Deste modo, e mantendo-me fiel às minhas críticas, ressalto a minha torcida para que a PCERJ aproveite o ambiente favelado policiado por UPPs (animando os cidadãos ordeiros a denunciar os covis dos marginais) para passar seu indispensável “pente fino” e produzir resultados benéficos à sociedade como um todo, como foi o caso presente. A ação foi na favela, sim, mas os seus reflexos vão além, pois demonstra a eficiência de um trabalho que deve ser visto como “globalizado” (o todo maior que a soma das partes) da Secretaria de Segurança Pública. Mas com a ressalva: manter as atuais UPPs e ampliá-las em meia dúzia mais de favelas situadas na Capital, e depois estender o privilégio a todo o universo estadual (mais de mil favelas dominadas pelo tráfico ou por milícia) significa confirmar cientificamente a “Teoria do Tudo” e desvelar todos os segredos do Universo (com maiúscula para diferençar do outro). E isto, dadas as inúmeras circunstâncias (políticas, financeiras etc.) é impossível!

3 comentários:

Celso Luiz disse...

Olá Emir,tudo bem?
Ontem estava participando do fórum de comentários da matéria no site do jornal o globo e um dos leitores comentou que a empregada dele que reside no complexo cantagalo-pavao-pavaozinho disse que o comércio de drogas continua rolando solto mesmo com a UPP no morro. O que sumiram foi a ostentação de fuzis, mesmo assim os traficantes estão munidos de pistolas.

Emir Larangeira disse...

Caro Celso Luiz

Para mim isto não é novidade. Fiz, como você sabe, diversas abordagens incluindo essa ideia. De qualquer modo, a ação complementar da Polícia Civil é importante, assim como o serviço de inteligência da PMERJ pode, aos poucos, identificando os "tumores" e lancetando-os. O que não se aceita é o romantismo das UPPs nem o glamour governamental sobre elas como se foram "milagres". Ora!... E também insisto que, mesmo com falhas, as UPPs são boas para a comunidade ordeira. O problema é estender o serviço para dar tratamento igualitário à população destinatária dos serviços de segurança pública.

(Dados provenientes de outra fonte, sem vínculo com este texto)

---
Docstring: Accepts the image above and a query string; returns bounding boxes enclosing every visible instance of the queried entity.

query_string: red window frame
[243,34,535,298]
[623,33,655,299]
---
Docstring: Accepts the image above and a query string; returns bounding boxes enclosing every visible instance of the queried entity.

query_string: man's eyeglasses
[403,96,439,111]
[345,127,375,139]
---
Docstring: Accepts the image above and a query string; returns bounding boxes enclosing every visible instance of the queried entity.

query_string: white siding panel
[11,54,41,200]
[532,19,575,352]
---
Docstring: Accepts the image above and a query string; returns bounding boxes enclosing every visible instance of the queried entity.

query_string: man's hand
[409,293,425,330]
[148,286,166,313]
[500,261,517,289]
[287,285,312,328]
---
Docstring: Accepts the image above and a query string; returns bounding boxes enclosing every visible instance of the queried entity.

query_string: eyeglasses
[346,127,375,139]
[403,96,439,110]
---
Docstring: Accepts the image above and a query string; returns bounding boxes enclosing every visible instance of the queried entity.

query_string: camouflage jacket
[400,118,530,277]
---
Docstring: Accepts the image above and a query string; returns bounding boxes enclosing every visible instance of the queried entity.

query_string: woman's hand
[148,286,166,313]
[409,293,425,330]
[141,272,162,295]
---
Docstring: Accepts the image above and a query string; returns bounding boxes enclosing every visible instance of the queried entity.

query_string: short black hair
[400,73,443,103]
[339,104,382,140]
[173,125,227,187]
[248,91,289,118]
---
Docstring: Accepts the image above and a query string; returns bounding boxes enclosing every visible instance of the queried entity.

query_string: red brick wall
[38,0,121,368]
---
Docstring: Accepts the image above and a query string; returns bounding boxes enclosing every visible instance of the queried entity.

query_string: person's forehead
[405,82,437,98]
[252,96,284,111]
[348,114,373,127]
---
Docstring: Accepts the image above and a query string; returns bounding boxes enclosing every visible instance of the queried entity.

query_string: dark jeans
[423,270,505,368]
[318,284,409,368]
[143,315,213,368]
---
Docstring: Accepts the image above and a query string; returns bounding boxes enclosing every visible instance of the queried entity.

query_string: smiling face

É neste ponto que a evidência do cobertor curtíssimo a cobrir somente a pontinha do pé é inegável. Para atender igualitariamente todas as favelas dominadas por tráfico e milícias e o asfalto, a PMERJ teria de dispor de mais de cem mil homens. É o mesmo que querer visitar outras galáxias, ou seja, objetivo impossível. E, em assim sendo, as UPPs estão na superfície visível do problema,cujo iceberg é a Zona Sul. Afinal, nenhum membro de comissões da Copa e das Olimpíadas visitará Madureira ou São Gonçalo...
Obrigado pela oportuna intervenção!

Paulo Xavier disse...

Cel Larangeira.
Perdoe-me a franqueza; falo como cidadão comum que sou, que vê e espera nas forças policiais do Estado, a garantia e a segurança para o seu direito de ir e vir.
A primeira pergunta que vem à cabeça do leitor, leigo, quando depara com a notícia "Policiais Civis prendem traficantes e apreendem drogas em área ocupada por UPP" é: O que esse monte de PM está fazendo naquela comunidade? Duzentos policiais não são suficientes para deter o tráfico de drogas numa comunidade de dez mil moradores?
Lembro-me que no primeiro governo de Leonel Brizola, saiam várias kombis espalhando PMs pela cidade, eram as chamadas "Operação Presença" que o povo logo apelidou de "Me engana que eu gosto".
Na minha humilde opinião, ou as UPPs se impõem como força policial atuante ou logo cairão em descrédito perante a população.